Minutes: March 22, 2005
Foster's Pond Corporation
March 22, 2005
South School, Andover
7:10 p.m. to 9:30 p.m.
In a series of unanimous votes, the members adopted the documents as printed in the booklet mailed to them earlier in the month. Amending the Articles and the By-Laws required approval by 2/3 of the Corporation's members, a threshold achieved on both votes.
Members also elected Azalea Drive resident Paul Guerard to the Board of Directors, filling a vacancy created by the resignation of Pat York. Paul has had a distinguished career in public health, having served as Director of Health Planning for the Merrimack Valley Health Planning Council, deputy director of the Health Planning Council of Greater Boston, and regional medical counsultant for the U.S. Public Health Service.

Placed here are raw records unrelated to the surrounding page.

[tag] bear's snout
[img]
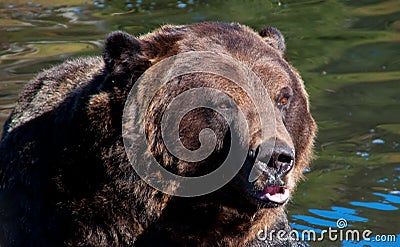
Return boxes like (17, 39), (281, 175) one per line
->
(249, 141), (295, 180)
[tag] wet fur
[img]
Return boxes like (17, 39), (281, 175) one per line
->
(0, 23), (316, 246)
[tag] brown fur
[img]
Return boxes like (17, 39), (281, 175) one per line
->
(0, 23), (316, 246)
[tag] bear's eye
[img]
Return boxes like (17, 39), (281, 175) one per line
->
(278, 96), (289, 107)
(218, 103), (228, 109)
(217, 102), (232, 110)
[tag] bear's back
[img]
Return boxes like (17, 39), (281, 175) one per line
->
(2, 57), (104, 138)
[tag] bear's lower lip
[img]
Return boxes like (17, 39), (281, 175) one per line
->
(257, 186), (290, 204)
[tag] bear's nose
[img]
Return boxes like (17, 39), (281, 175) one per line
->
(248, 141), (295, 178)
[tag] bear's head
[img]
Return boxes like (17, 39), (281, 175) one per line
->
(104, 23), (316, 230)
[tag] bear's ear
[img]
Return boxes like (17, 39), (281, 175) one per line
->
(103, 31), (150, 77)
(260, 27), (286, 54)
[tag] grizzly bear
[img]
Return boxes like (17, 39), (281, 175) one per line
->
(0, 22), (316, 246)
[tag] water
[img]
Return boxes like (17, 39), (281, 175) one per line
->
(0, 0), (400, 246)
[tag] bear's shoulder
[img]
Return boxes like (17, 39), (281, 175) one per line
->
(3, 57), (104, 137)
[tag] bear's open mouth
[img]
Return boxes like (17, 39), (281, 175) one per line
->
(256, 186), (290, 204)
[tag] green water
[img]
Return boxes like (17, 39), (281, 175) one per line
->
(0, 0), (400, 246)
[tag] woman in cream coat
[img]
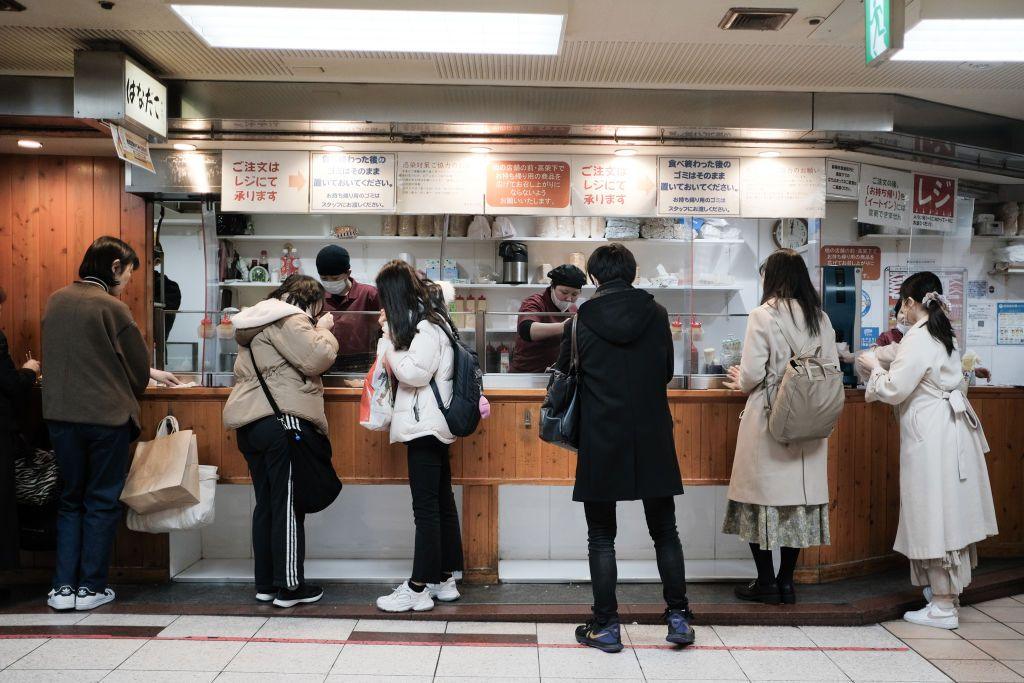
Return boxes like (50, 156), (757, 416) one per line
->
(722, 249), (839, 604)
(857, 271), (997, 629)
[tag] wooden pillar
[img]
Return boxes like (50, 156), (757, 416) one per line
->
(462, 484), (498, 584)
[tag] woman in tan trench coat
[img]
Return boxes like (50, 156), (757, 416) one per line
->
(722, 249), (839, 604)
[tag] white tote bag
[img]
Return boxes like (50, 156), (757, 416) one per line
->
(127, 465), (219, 533)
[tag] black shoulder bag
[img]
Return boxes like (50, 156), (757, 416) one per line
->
(249, 345), (341, 514)
(541, 318), (580, 451)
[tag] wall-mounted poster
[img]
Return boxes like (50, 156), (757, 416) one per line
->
(739, 157), (825, 218)
(397, 154), (486, 214)
(484, 156), (571, 216)
(657, 157), (739, 216)
(857, 164), (913, 232)
(220, 150), (309, 213)
(572, 156), (657, 216)
(309, 152), (395, 213)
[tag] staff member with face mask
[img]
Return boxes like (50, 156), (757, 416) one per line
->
(316, 245), (381, 373)
(511, 264), (587, 373)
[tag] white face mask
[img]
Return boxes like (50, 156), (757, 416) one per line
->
(551, 296), (572, 313)
(321, 278), (350, 296)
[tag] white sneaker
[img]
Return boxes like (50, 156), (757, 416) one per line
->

Paul's term will expire December 31, along with that of Marty Rabinowitz. The members voted to designate the terms of Steve Ellis, Mark Florio and Kemper Mazzarelli to expire December 31, 2006, achieving the By-Law requirement that terms of the directors be staggered.
Fundraising Committee Chairman Marty Rabinowitz outlined ideas for a campaign to raise the $42,500 needed to pay for Sonar treatment of the Pond. He indicated that committee members had contacted 28 people in the community in the last few days and had come up with $25,000 in informal pledges.
Here are brief descriptions of the organizational documents approved at the meeting:
Restated Articles of Organization, when approved by the Secretary of State, will replace Articles of Organization last amended in 1981. [Note: The Restated Articles of Organization were approved by the Massachusetts Secretary of State effective April 1, 2005.] The new Articles (the bedrock legal document of the organization) restate our purposes to reflect our charitable, educational, and scientific objective of preserving and protecting a priceless public resource: Foster's Pond. The new Articles of Organization include provisions which are required for the Corporation to seek tax-exempt status from the IRS.
New By-Laws compatible with the new Articles of Organization. The new By-Laws also contain provisions opening non-voting membership to the general public; eliminating the restriction of one voting membership per household; allowing annual dues to be changed by a vote of the members without amending the by-laws; allowing notice of meetings to be sent by e-mail; limiting the corporation to charitable purposes consistent with obtaining a tax exemption; and (as is common in organizations like ours) pertaining to officer and director liability and indemnification of directors and officers.
A Conflict-of-Interest Policy. This is something new for the FPC. Before granting tax-exempt status to an organization, the IRS requires that the organization have in place procedures to ensure that transactions do not benefit the private interests of officers, directors, or members - as opposed to the public interest that a charitable organization is set up to serve.